Damien Le Moal Oct. 19, 2023, 12:33 a.m. UTC | #3
On 10/19/23 04:34, Bart Van Assche wrote:
> 
> On 10/18/23 12:09, Jens Axboe wrote:
>> My main hesitation with this is that there's a big gap between what
>> makes theoretical sense and practical sense. When we previously tried
>> this, turns out devices retained the data temperature on media, as
>> expected, but tossed it out when data was GC'ed. That made it more of a
>> benchmarking case than anything else. How do we know that things are
>> better now? In previous postings I've seen you point at some papers, but
>> I'm mostly concerned with practical use cases and devices. Are there any
>> results, at all, from that? Or is this a case of vendors asking for
>> something to check some marketing boxes or have value add?
> 
> Hi Jens,
> 
> Multiple UFS vendors made it clear to me that this feature is essential 
> for their UFS devices to perform well. I will reach out to some of these
> vendors off-list and will ask them to share performance numbers.
> 
> A note: persistent stream support is a feature that was only added
> recently in the latest SCSI SBC-5 draft. This SCSI specification change
> allows SCSI device vendors to interpret the GROUP NUMBER field as a data
> lifetime. UFS device vendors interpret the GROUP NUMBER field as a data
> lifetime since a long time - long before this was allowed by the SCSI
> standards. See also the "ContextID" feature in the UFS specification.
> That feature is mentioned in every version of the UFS specification I
> have access to. The oldest version of the UFS specification I have
> access to is version 2.2, published in 2016.
> (https://www.jedec.org/system/files/docs/JESD220C-2_2.pdf). This
> document is available free of charge after an account has been created 
> on the JEDEC website.
> 
>> I'm also really against growing struct bio just for this. Why is patch 2
>> not just using the ioprio field at least?
> 
> Hmm ... shouldn't the bits in the ioprio field in struct bio have the
> same meaning as in the ioprio fields used in interfaces between user
> space and the kernel? Damien Le Moal asked me not to use any of the
> ioprio bits passing data lifetime information from user space to the kernel.

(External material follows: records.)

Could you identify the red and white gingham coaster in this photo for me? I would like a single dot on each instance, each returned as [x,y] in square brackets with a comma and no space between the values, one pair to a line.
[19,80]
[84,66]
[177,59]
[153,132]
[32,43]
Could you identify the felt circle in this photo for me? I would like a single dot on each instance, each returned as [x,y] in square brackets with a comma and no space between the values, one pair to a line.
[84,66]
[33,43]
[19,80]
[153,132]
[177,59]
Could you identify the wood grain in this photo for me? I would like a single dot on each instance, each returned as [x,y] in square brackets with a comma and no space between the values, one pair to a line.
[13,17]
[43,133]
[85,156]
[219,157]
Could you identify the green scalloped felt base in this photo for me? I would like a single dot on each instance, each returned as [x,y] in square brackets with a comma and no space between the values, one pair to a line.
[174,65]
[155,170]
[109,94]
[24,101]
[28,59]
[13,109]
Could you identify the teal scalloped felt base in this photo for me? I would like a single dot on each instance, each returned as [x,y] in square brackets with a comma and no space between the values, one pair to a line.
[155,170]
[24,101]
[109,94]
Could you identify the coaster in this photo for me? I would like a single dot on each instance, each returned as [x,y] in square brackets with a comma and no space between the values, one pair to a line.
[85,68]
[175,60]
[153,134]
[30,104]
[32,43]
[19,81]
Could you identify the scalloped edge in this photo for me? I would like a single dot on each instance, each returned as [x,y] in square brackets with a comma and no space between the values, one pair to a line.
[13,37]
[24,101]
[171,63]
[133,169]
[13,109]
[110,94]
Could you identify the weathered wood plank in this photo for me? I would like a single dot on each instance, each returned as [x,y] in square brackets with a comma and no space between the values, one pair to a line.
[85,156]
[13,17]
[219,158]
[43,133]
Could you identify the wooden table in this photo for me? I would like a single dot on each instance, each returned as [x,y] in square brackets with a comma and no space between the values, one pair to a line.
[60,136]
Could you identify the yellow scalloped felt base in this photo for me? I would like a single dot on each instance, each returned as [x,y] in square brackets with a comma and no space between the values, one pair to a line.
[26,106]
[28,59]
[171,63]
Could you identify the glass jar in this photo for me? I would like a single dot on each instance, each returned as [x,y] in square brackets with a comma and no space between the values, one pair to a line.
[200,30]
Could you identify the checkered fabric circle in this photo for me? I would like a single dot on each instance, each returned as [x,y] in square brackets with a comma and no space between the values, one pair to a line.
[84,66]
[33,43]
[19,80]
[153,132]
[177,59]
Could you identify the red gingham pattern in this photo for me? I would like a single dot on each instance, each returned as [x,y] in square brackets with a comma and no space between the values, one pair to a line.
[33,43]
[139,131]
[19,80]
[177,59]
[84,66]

I said so in the context that if lifetime is a per-inode property, then ioprio
is the wrong interface since the ioprio API is per process or per IO. There is a
mismatch.

One version of your patch series used fnctl() to set the lifetime per inoe,
which is fine, and then used the BIO ioprio to pass the lifetime down to the
device driver. That is in theory a nice trick, but that creates conflicts with
the userspace ioprio API if the user uses that at the same time.

So may be we should change bio ioprio from int to u16 and use the freedup u16
for lifetime. With that, things are cleanly separated without growing struct bio.

> 
> Is it clear that the size of struct bio has not been changed because the
> new bi_lifetime member fills a hole in struct bio?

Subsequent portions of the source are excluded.